Recently, many taxpayers have been surprised to find higher interest calculations under Sections 234B and 234C on their income tax intimations compared to their own computations during advance tax payments. Tax experts suggest that the current tax processing system may not be considering the actual timing of capital gains, calculating interest as if these gains existed from the start of the financial year.
What are Sections 234B and 234C?
Section 234B requires taxpayers to pay at least 90% of their total tax by the end of the financial year. Failing to do so results in a monthly interest charge of 1% on the unpaid amount, starting from April until the tax is finally paid.
Section 234C imposes a penalty of 1% per month for any deferment or shortfall in advance tax payments. Taxpayers are required to make their advance tax payments by specific deadlines throughout the year:
- By 15th June: At least 15% of total tax liability
- By 15th September: 45% of total tax liability
- By 15th December: 75% of total tax liability
- By 15th March: 100% of total tax liability
Common Issues for Taxpayers
For salaried individuals, advance tax calculations are often managed by employers through Tax Deducted at Source (TDS). However, if you have income not covered by TDS, such as capital gains from selling shares or mutual funds, you need to pay advance tax in installments. Not adhering to this requirement can result in significant interest charges under Sections 234B and 234C.
Several experts, including Himank Singla from SBHS & Associates, have pointed out that the Centralized Processing Center (CPC) may overlook the actual date of capital gains, leading to retroactive interest charges. Singla notes that the law specifies that interest under Section 234C should only apply from the date of the transaction, not from the beginning of the fiscal year.
Similarly, Gopal Bohra, Partner at Tax N.A. Shah Associates, mentions that taxpayers must provide accurate details of capital gains and dividends in their Income Tax Return (ITR) to avoid unnecessary interest charges. If there has been an error, taxpayers can file a rectified ITR under section 154 to correct it.
Complaints from Taxpayers
Recent complaints on social media platforms highlight the frustrations with these calculations:
FINALLY… ITR PROCESSED
But wait
CPC has increased interest under Section 234C compared to their earlier calculation.

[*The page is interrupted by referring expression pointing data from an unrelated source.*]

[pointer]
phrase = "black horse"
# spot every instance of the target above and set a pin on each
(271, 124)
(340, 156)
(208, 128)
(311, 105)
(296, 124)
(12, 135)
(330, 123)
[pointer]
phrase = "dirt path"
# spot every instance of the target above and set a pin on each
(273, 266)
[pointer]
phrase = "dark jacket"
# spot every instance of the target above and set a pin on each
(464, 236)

Same income. Same tax paid. Different interest amount.
If you’ve received your ITR Intimation,
recheck 234A / 234B / 234C carefully before assuming it’s final. Processing ≠ Always accurate. Anyone else noticed interest changes after processing? Or the ITR still pending for processing ?

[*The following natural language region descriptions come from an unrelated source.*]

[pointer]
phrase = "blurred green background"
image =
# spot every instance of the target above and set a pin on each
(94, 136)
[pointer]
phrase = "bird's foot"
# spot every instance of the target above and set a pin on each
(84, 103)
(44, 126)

- Jay Matoliya (@Jay_Matoliya) pointed out increased interest under Section 234C despite consistent income and tax paid. View Tweet
- R Loganathan (@lacaindia) noted incorrect interest calculations, including full-year 234C for presumptive taxation cases. View Tweet
How to Pay Advance Tax Online
To avoid issues with advance tax payments, follow these steps to pay online:
- Visit the official income tax e-filing website.
- Click on ‘e-Pay Tax’ found under Quick Links or use the search option.

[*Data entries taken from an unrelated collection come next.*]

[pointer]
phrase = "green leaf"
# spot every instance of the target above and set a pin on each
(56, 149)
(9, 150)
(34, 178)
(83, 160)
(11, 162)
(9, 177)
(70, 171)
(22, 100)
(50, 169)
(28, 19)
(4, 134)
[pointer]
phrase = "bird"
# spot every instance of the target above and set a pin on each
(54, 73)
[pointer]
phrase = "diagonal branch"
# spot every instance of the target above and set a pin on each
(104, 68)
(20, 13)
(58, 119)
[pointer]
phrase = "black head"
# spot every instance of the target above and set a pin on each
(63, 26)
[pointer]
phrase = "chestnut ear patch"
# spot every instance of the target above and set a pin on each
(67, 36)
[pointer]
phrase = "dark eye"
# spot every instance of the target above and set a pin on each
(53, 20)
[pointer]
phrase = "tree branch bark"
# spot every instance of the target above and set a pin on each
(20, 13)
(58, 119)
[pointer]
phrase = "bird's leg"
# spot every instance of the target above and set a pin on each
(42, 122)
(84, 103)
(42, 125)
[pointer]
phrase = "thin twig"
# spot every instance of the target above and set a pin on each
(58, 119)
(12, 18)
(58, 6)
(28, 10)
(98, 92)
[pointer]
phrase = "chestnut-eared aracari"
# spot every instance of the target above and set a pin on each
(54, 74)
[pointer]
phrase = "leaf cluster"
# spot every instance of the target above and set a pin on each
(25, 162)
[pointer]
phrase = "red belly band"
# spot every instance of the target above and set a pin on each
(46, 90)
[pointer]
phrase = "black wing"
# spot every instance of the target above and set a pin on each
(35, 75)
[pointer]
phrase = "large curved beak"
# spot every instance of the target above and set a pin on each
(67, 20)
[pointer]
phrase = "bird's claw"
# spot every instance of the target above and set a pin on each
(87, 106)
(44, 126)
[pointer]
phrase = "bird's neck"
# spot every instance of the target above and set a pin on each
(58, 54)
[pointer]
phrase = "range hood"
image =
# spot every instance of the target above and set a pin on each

- Enter your PAN and mobile number, validating the login with the OTP sent to your phone.
- Choose Income Tax as the tax type, select Assessment Year 2024-25, and pick Advance Tax (100) as your payment category.
- Carefully input the applicable tax amount and required details.
- Select your preferred bank and proceed to the payment gateway.
- Review all information before proceeding and keep the challan acknowledgment for your records.
Understanding these provisions can help you navigate the complexities of advance tax payments and avoid unexpected interest charges. Make sure to stay informed and compliant to effectively manage your tax obligations.